Saturday, September 09, 2006

Cue The Ominous Music

"Go, my people, enter your rooms
and shut the doors behind you;
hide yourselves for a little while
until his wrath has passed by."


- Isaiah 26:20


Test today in Economics 6351. Sure, the prof calls it a "quiz", but it's an hour long and covers four chapters. I have been studying and reviewing, but still admit to some apprehension.


Sheesh, if I'm this worked up over the first test, the Mid-Term could kill me!

1 comment:

Anonymous said...

I remember when I went back to grad school after about ten years in industry.

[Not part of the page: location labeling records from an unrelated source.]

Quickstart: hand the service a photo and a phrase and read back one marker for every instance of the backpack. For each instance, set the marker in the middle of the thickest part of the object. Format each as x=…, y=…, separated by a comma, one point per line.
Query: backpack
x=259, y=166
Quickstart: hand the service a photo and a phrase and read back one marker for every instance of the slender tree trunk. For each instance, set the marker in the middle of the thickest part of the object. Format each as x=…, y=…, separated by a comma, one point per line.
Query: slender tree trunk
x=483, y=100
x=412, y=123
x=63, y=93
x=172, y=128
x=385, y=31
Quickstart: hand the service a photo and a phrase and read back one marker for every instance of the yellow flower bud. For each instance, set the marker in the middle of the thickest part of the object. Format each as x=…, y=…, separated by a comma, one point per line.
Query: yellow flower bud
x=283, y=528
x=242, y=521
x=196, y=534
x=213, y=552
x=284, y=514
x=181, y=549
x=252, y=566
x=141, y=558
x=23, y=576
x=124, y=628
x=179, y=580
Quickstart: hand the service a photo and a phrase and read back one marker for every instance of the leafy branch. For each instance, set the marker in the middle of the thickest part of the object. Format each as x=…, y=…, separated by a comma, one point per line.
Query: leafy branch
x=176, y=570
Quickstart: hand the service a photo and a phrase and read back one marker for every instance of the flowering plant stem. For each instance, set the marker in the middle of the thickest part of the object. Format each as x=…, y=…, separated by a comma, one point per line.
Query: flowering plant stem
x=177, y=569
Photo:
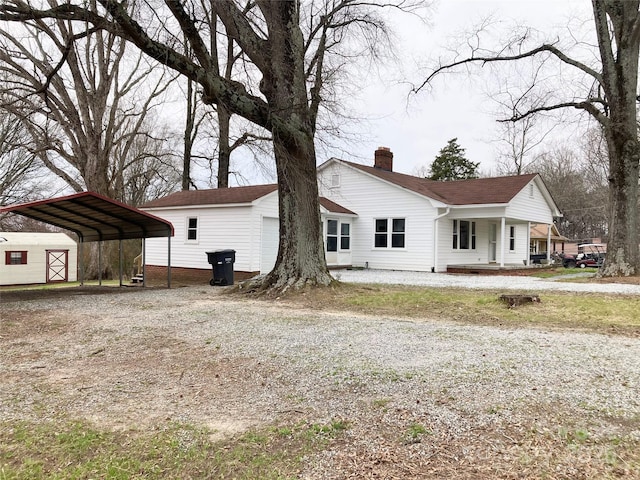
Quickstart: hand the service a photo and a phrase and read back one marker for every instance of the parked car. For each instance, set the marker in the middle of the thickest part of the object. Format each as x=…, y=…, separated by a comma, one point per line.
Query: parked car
x=591, y=255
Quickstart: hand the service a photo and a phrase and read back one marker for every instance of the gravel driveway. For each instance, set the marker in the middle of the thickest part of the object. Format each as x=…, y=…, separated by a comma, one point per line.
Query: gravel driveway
x=489, y=402
x=502, y=282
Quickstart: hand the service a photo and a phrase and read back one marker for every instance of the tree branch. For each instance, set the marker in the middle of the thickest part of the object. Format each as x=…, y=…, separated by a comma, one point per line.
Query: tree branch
x=490, y=59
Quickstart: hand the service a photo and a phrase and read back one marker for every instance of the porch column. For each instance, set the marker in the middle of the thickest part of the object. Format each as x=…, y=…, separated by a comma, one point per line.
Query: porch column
x=528, y=251
x=503, y=228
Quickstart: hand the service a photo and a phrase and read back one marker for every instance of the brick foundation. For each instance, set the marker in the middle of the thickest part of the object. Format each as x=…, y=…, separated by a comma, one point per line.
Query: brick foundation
x=157, y=276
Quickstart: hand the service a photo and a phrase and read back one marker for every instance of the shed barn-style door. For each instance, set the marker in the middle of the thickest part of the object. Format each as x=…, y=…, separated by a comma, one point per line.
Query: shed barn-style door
x=57, y=265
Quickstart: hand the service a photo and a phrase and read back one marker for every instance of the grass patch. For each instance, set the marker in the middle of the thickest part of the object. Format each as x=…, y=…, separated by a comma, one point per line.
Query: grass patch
x=601, y=313
x=72, y=450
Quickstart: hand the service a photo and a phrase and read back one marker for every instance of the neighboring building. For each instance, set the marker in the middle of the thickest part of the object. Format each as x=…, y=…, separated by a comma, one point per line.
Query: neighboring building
x=30, y=258
x=372, y=217
x=541, y=235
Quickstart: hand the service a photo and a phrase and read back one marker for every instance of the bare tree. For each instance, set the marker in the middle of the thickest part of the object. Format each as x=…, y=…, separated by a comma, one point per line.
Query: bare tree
x=611, y=99
x=80, y=98
x=18, y=166
x=268, y=33
x=581, y=197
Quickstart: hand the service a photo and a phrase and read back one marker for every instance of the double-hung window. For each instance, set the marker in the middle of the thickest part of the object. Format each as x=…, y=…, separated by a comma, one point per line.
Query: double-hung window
x=512, y=238
x=332, y=235
x=335, y=236
x=389, y=233
x=15, y=257
x=192, y=229
x=464, y=235
x=345, y=236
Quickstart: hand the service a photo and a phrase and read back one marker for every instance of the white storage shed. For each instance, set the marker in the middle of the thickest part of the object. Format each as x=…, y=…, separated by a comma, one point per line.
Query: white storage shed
x=30, y=257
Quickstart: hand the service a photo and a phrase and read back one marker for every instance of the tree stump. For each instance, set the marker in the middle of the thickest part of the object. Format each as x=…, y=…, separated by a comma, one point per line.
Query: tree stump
x=517, y=300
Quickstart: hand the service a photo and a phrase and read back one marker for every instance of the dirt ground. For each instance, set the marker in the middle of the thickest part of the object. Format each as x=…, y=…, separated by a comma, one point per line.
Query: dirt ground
x=122, y=359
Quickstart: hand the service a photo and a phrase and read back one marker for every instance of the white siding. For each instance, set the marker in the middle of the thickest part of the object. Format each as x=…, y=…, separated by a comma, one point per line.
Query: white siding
x=372, y=198
x=525, y=207
x=36, y=246
x=219, y=228
x=264, y=212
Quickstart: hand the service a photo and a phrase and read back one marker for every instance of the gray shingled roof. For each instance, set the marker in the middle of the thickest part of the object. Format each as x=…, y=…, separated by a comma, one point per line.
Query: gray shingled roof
x=495, y=190
x=225, y=196
x=213, y=196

The night after every test, I would have a nightmare about getting a zero on the test. In those dreams my answers were wrong. Not just wrong, but laughably wrong. I'd aways wake up at the point where I discovered I had gotten a ten and the median score was 95. Of course, when I would go to the next class -- in the real, rather than the dream world, I had aced the test.

Then came a class where the professor gave the test in the first hour of class, and then -- after we turned it in -- gave us the answers (and why they were the answers). I really liked that approach (and used it when I taught) because when I got the right answers the following week, I could never figure out *why* I had chosen it. The immediate feedback meant I would correct the erroneous concepts immediately. (I knew why I had been *that* stupid.)

I remember going home after the first such test, and thinking "Well, I KNOW I got an "A" on THAT one. No nightmare tonight.

Wrong.

Instead the dream was that I had marked answer number "1" in the number "2" slot, and so on down the page -- and tanked the test. (In the real world I did not, of course.)

That subconscious will getcha every time.